Spark: Joining with array

You could use explode on you Array column before the join. Explode creates a new line for each element in the array :

right = right.withColumn("exploded_col",explode(right("col1")))
right.show()

+------+----+--------------+
|  col1|col2|exploded_col_1|
+------+----+--------------+
|[1, 2]| Yes|             1|
|[1, 2]| Yes|             2|
|   [3]|  No|             3|
+------+----+--------------+

Then you can easily join with your first dataset.


One option is to create an UDF for building your join condition:

import org.apache.spark.sql.functions._
import scala.collection.mutable.WrappedArray

val left = spark.sparkContext.parallelize(Seq(1, 2, 3)).toDF("col1")
val right = spark.sparkContext.parallelize(Seq((Array(1, 2), "Yes"),(Array(3),"No"))).toDF("col1", "col2")

val checkValue = udf { 
  (array: WrappedArray[Int], value: Int) => array.contains(value) 
}
val result = left.join(right, checkValue(right("col1"), left("col1")), "inner")

result.show

+----+------+----+
|col1|  col1|col2|
+----+------+----+
|   1|[1, 2]| Yes|
|   2|[1, 2]| Yes|
|   3|   [3]|  No|
+----+------+----+

The most succinct way to do this is to use the array_contains spark sql expression as shown below, that said I've compared the performance of this with the performance of doing an explode and join as shown in a previous answer and the explode seems more performant.

import org.apache.spark.sql.functions.expr
import spark.implicits._

val left = Seq(1, 2, 3).toDF("col1")

val right = Seq((Array(1, 2), "Yes"),(Array(3),"No")).toDF("col1", "col2").withColumnRenamed("col1", "col1_array")

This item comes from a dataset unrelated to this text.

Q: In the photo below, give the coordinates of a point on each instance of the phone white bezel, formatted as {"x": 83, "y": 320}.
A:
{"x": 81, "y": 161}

val joined = left.join(right, expr("array_contains(col1_array, col1)")).show

+----+----------+----+
|col1|col1_array|col2|
+----+----------+----+
|   1|    [1, 2]| Yes|
|   2|    [1, 2]| Yes|
|   3|       [3]|  No|
+----+----------+----+

Note you can't use the org.apache.spark.sql.functions.array_contains function directly as it requires the second argument to be a literal as opposed to a column expression.